Namun, metode milik Roselius itu tidak lagi digunakan karena benzena diketahui berbahaya bagi kesehatan manusia. Meski begitu, konsep dasar proses itu merendam biji kopi dalam air garam masih menjadi prinsip utama dalam sebagian besar teknik dekafeinasi modern. Di Indonesia, salah satu yang menggeluti proses pembuatan kopi decaf ialah Hikmat R. Pada tahun ini, ia mulai membuka jasa pemrosesan kopi decaf lewat Radiks. Ia mengenal proses kopi decaf sejak 2015 melalui dosennya. Hikmat menempuh studi diploma analis kimia UII pada 2010-2013, dilanjutkan dengan sarjana pada 2013-2019. Saat ini ia tengah menempuh magister kimia di kampus yang sama. Dalam riset studinya sendiri, Hikmat berfokus pada metabolomik.
“Kalau secara teori, memang semua jenis biji kopi bisa dilakukan proses decaf. Tapi tentunya setiap daerah punya biji kopi dengan karakteristik yang berbeda-beda, misalnya kepadatan hingga citarasa dasarnya. Jadi itu diuji secara fisik dan uji citarasanya dulu,” kata Co-Founder Radiks, Hikmat, saat dihubungi Media Indonesia melalui sambungan telepon, Selasa (25/2).
Dalam proses decaf, Hikmat menggunakan metode supercritical fluid extraction, pengembangan dari metode CO2 yang memang dikenal menjadi salah satu proses dekafeinasi kopi. Dengan metode tersebut, proses yang dibutuhkan untuk menurunkan kadar kafein dalam biji kopi membutuhkan waktu 1–2 jam.
“Metode yang saya gunakan lebih untuk menjaga kemurnian kadar kafeinnya yang lebih tinggi dan pemisahannya lebih optimal tanpa merusak senyawa citarasa yang ada pada kopinya,” ucap Hikmat.
Hikmat mengaku belum ada sebulan membuka jasa pemrosesan kopi decaf bersama Radiks yang berbasis di Yogyakarta.
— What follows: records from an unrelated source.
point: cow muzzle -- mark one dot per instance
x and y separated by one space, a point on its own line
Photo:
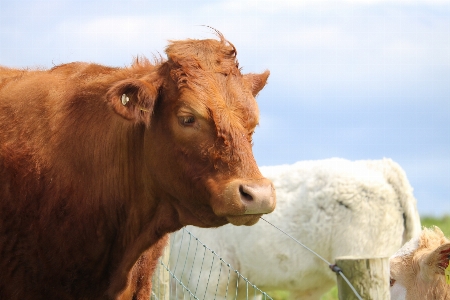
253 196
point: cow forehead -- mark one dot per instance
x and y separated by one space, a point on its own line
408 248
222 99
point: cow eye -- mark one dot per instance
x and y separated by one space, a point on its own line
392 282
187 120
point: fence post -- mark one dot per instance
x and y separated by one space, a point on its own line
369 277
161 278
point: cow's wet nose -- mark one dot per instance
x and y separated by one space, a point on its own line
258 197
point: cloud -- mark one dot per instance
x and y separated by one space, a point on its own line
276 6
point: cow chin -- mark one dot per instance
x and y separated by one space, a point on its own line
247 220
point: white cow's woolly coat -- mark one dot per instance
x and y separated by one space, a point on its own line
336 207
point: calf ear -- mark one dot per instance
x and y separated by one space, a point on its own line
438 260
256 81
134 99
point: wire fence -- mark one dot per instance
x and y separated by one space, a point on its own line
175 277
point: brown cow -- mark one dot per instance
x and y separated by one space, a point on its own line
98 164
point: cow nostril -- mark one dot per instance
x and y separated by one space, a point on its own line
244 194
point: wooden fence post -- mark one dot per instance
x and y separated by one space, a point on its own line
161 278
369 277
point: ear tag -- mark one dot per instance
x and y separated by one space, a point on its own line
125 99
447 273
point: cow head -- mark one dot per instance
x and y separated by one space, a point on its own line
417 269
200 113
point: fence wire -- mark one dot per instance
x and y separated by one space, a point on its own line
176 279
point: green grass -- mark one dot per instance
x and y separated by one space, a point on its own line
443 223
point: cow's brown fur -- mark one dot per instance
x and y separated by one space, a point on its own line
421 272
87 183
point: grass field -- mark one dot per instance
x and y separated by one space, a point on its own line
443 223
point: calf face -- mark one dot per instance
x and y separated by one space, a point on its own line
417 269
203 112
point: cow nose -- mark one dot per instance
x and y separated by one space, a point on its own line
257 197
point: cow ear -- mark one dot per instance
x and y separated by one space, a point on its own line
438 260
134 99
257 81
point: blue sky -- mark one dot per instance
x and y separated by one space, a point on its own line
358 79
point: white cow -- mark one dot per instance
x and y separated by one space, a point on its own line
335 206
417 269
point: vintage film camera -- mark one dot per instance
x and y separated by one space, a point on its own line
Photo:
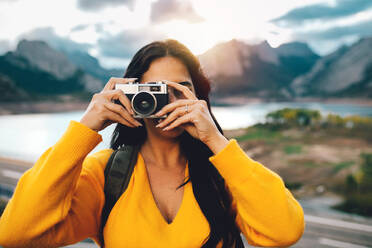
146 98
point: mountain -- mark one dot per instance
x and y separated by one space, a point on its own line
236 68
35 70
346 72
91 65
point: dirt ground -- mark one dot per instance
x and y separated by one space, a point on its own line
317 161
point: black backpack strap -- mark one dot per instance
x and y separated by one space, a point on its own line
118 172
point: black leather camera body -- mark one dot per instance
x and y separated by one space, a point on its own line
146 98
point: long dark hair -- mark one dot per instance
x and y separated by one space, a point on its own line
208 185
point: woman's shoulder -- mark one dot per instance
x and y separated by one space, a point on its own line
95 163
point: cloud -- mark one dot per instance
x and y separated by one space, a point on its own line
79 27
166 10
126 43
96 5
360 29
342 8
4 46
48 34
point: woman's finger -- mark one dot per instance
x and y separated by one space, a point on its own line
175 114
110 85
185 90
181 120
171 106
122 112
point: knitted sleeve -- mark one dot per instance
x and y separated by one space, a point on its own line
267 212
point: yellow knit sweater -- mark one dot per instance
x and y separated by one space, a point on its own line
59 201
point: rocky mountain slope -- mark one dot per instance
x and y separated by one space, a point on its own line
236 68
36 70
345 72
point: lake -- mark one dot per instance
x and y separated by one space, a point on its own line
27 136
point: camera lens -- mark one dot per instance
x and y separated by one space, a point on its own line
144 103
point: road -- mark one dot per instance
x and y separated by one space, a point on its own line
324 227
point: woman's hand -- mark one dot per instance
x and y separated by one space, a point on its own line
193 115
102 112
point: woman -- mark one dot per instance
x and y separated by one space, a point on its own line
59 200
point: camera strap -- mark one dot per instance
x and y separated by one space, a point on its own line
117 173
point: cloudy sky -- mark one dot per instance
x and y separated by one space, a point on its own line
113 30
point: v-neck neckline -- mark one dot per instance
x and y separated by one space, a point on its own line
152 200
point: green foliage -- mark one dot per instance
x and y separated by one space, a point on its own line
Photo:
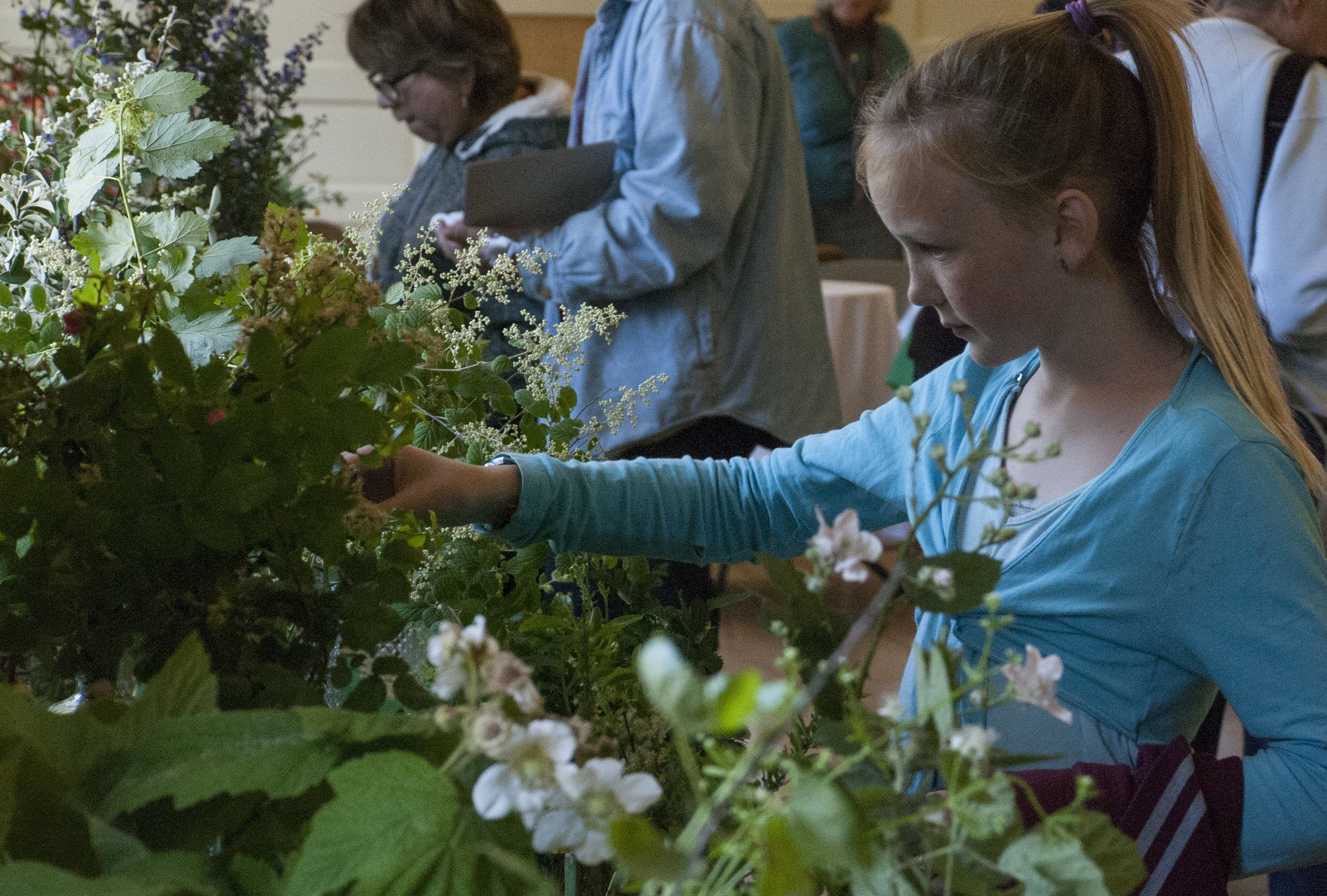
226 44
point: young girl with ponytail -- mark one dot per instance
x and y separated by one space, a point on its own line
1056 210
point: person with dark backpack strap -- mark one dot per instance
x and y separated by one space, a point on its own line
1260 105
1258 88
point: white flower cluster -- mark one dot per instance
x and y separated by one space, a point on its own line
469 659
1034 683
567 808
843 547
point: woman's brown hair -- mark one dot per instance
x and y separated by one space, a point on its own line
402 36
1029 108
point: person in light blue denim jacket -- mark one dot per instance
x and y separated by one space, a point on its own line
705 238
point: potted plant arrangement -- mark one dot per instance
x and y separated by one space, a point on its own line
190 579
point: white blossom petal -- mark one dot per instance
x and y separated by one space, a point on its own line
559 831
493 793
595 850
637 792
1034 683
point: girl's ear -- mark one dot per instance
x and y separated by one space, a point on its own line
1077 226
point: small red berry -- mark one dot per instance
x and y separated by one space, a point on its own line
75 323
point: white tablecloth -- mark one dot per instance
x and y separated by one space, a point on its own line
863 340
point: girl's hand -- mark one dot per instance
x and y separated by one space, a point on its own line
458 493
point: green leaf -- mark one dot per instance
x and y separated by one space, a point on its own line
255 878
224 256
783 872
172 229
934 691
210 334
242 486
168 93
402 801
40 879
185 686
643 854
368 696
1111 852
176 266
170 359
93 148
729 713
883 878
174 145
976 575
82 190
265 356
115 245
361 728
1052 867
193 759
826 823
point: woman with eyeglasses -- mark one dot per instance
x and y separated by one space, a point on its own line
450 71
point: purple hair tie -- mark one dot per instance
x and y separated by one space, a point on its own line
1082 18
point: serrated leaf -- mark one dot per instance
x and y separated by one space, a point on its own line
93 146
176 264
82 190
208 335
193 759
170 359
729 713
168 93
641 852
115 245
174 145
242 486
826 823
172 229
40 879
783 872
360 728
976 575
402 801
222 256
185 686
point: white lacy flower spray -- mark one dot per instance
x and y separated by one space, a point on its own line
596 796
843 547
1034 683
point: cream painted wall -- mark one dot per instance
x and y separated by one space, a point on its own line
364 152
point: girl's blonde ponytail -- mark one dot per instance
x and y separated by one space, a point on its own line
1025 108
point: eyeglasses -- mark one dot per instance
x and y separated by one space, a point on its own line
388 85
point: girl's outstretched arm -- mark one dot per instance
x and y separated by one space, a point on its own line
458 493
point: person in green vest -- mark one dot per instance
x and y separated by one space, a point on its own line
838 56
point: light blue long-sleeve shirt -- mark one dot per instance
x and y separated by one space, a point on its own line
705 239
1192 562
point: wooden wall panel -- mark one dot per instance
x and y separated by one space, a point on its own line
551 44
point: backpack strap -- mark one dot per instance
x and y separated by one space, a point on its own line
1281 101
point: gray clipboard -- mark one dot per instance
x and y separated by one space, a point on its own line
535 192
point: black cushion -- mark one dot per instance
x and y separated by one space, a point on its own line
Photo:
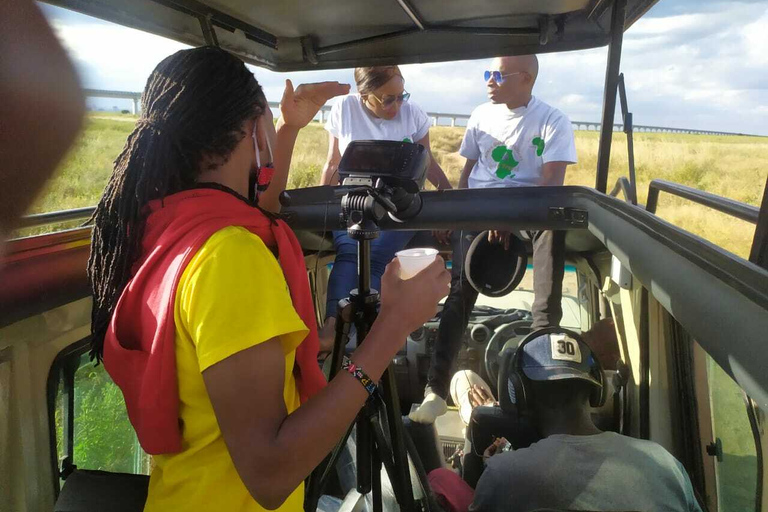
98 491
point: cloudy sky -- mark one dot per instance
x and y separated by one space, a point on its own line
699 64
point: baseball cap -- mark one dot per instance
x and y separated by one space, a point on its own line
557 356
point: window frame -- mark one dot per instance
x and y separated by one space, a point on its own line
64 365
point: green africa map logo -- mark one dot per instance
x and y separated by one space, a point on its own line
506 158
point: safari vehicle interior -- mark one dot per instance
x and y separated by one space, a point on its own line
690 317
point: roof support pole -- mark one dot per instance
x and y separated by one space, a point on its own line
759 253
609 93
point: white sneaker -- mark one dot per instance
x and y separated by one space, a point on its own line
432 407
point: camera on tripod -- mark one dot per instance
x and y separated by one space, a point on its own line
379 178
385 177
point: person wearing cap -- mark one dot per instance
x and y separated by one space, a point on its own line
515 140
575 466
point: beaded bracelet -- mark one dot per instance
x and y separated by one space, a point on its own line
358 373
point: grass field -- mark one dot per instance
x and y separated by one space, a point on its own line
734 167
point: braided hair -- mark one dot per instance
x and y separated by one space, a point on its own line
195 107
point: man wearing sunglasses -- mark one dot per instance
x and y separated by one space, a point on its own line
515 140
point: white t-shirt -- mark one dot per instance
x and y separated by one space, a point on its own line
606 471
350 120
511 146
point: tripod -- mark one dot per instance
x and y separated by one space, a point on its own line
378 442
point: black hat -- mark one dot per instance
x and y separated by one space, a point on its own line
493 270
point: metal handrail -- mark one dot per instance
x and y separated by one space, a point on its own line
623 185
731 207
44 219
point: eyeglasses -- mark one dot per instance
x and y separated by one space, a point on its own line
497 76
390 100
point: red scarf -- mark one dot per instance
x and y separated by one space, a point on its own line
139 351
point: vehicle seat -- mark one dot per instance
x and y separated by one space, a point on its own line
97 491
489 422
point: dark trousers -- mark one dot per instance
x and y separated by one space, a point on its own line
548 270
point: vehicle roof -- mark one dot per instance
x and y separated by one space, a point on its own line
291 35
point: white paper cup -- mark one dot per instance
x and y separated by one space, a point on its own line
413 261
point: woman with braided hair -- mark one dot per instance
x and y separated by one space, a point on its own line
202 312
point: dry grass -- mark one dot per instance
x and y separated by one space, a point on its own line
734 167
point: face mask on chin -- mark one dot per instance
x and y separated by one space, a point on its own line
260 177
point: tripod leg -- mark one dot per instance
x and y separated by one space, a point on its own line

Dalam kurun waktu tersebut, sudah ada 200 kilogram biji kopi yang minta diproses menjadi decaf. “Permintaan itu dari Bali, Jakarta, Medan, dan Uni Emirat Arab, rata-rata dari roastery. Terakhir, saya memproses decaf robusta Lampung, kadar kafeinnya itu bisa tinggal 0,02%. Sementara itu, arabika dari Temanggung mencapai 0,3% kafeinnya,” tutur Hikmat.
ALTERNATIF
Salah satu kedai kopi yang menyediakan racikan dari biji kopi decaf ialah Work Unusual di Bandung, Jawa Barat. Kedai kopi tersebut menyajikan pilihan kopi decaf sejak tahun lalu menggunakan biji dari Kolombia dengan metode decaf sugarcane. Metode itu secara sederhananya menggunakan senyawa yang berasal dari tebu untuk mengekstrak kafein dari biji kopi.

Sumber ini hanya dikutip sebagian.